Toutes sortes de Femmes

Au sommet de la hiérarchie féminine parisienne, on trouve les femmes de qualité, celles appartenant à « la robe » et au monde de la finance fréquentant le grand monde. Celles-ci ne pensent qu’à leur minceur, leur parure ; elles sont frivoles, fières et artificielles « à vouloir changer leur meuble tous les six ans et à marcher sur des tapis de 30 000 livres qui autrefois servaient de marche pied aux autels des cathédrales »…. Elles s’ennuient et deviennent vite blasées « ne font rien et n’ont rien à faire, ni le corps ni l’esprit ne se fatigue ».

A leur côté, on peut rajouter «les femmes penseuses et femmes-auteurs » qui se retrouvent dans des bureaux d’esprit (les anciens salons du Grand Siècle), qui veulent publier des ouvrages mais ont contre elles une bonne partie des autres femmes et presque tous les hommes car « l’homme aime toujours mieux la beauté d’une femme que son esprit »…

La jeune fille de bourgeoisie moyenne sort du couvent pour se marier, il faut se montrer et être vue, l’on se promène alors aux Tuileries ou au Palais Royal et l’on côtoie aussi bien les duchesses que les courtisanes et les filles publiques, au grand dam des mères…Les demoiselles une fois mariées, imitent les femmes de qualité, entrainant ainsi des dépenses supplémentaires (celles pour la mode deviennent plus élevées que celles de la table) et la jalousie du mari. Lorsque les choses vont moins bien, on prend un amant ou on se sépare « la plainte est pour le fat, le bruit est pour le sot, l’honnête homme trompé s’éloigne et ne dit mot » !

On rencontre ensuite les filles et femmes de marchands, tenant correctement leur maison, aimables, représentant l’âme de la boutique à part égal avec leurs maris « les boutiques de Paris recèlent donc les femmes les plus gaies, les mieux portantes et les moins bégueules » …

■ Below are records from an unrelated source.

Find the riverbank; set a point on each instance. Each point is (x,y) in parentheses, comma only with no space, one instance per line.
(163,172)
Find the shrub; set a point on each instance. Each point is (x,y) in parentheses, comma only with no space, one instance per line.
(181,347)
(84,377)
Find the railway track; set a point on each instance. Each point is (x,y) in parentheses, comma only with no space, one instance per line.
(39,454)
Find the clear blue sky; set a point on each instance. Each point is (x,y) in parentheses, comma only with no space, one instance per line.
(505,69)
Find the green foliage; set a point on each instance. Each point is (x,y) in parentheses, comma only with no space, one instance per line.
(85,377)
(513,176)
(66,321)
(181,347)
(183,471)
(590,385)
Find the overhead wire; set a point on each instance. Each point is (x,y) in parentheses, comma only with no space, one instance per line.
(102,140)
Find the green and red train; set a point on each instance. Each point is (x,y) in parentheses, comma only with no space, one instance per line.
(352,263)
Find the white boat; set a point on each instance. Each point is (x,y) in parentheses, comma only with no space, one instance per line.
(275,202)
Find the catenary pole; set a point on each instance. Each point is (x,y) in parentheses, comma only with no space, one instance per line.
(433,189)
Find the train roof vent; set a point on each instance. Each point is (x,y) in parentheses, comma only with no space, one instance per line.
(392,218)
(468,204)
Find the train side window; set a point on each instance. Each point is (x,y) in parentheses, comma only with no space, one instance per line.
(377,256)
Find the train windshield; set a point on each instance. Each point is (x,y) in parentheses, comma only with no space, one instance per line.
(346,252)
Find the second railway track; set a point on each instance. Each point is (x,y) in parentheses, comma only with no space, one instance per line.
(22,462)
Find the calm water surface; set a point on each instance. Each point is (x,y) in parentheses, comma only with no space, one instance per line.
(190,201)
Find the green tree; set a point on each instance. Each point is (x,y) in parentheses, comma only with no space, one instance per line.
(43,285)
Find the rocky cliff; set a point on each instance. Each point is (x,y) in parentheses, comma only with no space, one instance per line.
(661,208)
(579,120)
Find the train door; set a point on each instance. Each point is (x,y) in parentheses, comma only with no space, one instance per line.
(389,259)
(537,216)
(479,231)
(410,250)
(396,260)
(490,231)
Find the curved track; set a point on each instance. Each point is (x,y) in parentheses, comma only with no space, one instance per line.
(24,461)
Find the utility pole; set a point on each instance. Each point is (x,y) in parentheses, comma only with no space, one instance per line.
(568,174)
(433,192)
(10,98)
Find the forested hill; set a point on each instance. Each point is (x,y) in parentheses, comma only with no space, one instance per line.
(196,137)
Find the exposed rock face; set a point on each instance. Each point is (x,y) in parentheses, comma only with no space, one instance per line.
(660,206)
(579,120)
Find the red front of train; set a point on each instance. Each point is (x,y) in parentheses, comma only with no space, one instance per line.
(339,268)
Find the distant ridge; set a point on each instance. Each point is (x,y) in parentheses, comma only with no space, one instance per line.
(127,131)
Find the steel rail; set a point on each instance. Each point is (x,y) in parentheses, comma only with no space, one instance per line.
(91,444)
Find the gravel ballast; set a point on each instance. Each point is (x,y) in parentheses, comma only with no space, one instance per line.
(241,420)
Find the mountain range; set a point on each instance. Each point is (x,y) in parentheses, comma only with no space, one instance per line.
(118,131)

Enfin, les filles et femmes du peuple, les ouvrières, les grisettes…elles aussi voulant « copier » les belles dames, obligées de travailler comme lingères, couseuses, mais qui sont indépendantes, peut être plus heureuses que les filles de bourgeois. Malheureusement, recherchant le luxe par tous les moyens, elles tombent dans la galanterie et sont souvent corrompues. Que ce soit la courtisane, la fille d’opéra ou la fille publique, qu’elles portent des diamants ou qu’elles reçoivent une piécette, elles font le même métier ; ni l’une ni l’autre n’est à l’abri : leur charme passé, elles se retrouvent dans le besoin, et pour certaines à devoir régler leurs dettes en ayant tout juste de quoi payer leur « rouge » !

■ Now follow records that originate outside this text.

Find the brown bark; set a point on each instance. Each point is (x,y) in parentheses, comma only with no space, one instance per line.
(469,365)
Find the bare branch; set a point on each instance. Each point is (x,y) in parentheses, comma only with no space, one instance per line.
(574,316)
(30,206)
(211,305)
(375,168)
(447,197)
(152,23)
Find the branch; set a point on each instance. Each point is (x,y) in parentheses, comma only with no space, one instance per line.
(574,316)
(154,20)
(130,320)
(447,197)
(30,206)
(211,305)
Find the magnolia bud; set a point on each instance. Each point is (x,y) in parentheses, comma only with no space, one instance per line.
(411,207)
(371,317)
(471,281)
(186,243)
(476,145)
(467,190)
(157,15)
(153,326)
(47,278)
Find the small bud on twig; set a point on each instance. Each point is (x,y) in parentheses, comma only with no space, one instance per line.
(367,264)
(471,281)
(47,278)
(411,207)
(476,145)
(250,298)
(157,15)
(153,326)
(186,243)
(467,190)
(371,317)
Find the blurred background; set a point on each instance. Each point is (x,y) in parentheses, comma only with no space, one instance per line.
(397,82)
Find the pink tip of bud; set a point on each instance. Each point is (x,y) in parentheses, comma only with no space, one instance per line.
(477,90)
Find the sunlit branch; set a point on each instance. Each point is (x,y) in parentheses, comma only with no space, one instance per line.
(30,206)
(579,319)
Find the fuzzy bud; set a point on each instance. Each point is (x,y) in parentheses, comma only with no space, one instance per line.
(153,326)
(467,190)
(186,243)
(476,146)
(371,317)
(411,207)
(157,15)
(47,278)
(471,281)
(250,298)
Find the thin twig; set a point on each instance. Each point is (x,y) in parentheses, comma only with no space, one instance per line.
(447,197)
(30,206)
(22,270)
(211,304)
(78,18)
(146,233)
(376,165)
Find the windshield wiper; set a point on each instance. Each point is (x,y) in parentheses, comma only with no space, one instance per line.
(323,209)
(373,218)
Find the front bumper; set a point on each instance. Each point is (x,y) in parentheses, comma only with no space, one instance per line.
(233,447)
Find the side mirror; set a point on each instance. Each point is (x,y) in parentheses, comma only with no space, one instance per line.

N’oublions pas toutes les religieuses, les sœurs, les abbesses, celles qui sont vraiment pieuses, qui ont la foi et refusent de sortir des couvents, celles qui visitent les malades et aident les médecins…

Notre avis

Sabine Melchior-Bonnet a vraiment réussi un bel ouvrage, intéressant, piquant, se lisant facilement, tant il est vivant. A l’aide d’exemples précis, une très riche description des caractères, des situations parfois amusantes, souvent désolantes et bien tristes, on plonge dans la condition féminine du XVIII è siècle parisien, bien trop méconnue. Face à l’étalage de richesse des unes, Mercier, dans ses critiques acerbes, s’insurge et s’indigne pour les autres en constatant que Paris n’est finalement pas une ville gaie. Ne parlons pas de la provinciale « fagotée dans une mode vielle de 25 ans » débarquant dans la capitale, avec des yeux ronds et étonnés…qui elle aussi va vouloir imiter toutes les autres Parisiennes !

Les femmes de Paris : A l'époque des Lumières, de Louis-Sébastien Mercier. tallandier, mars 2012.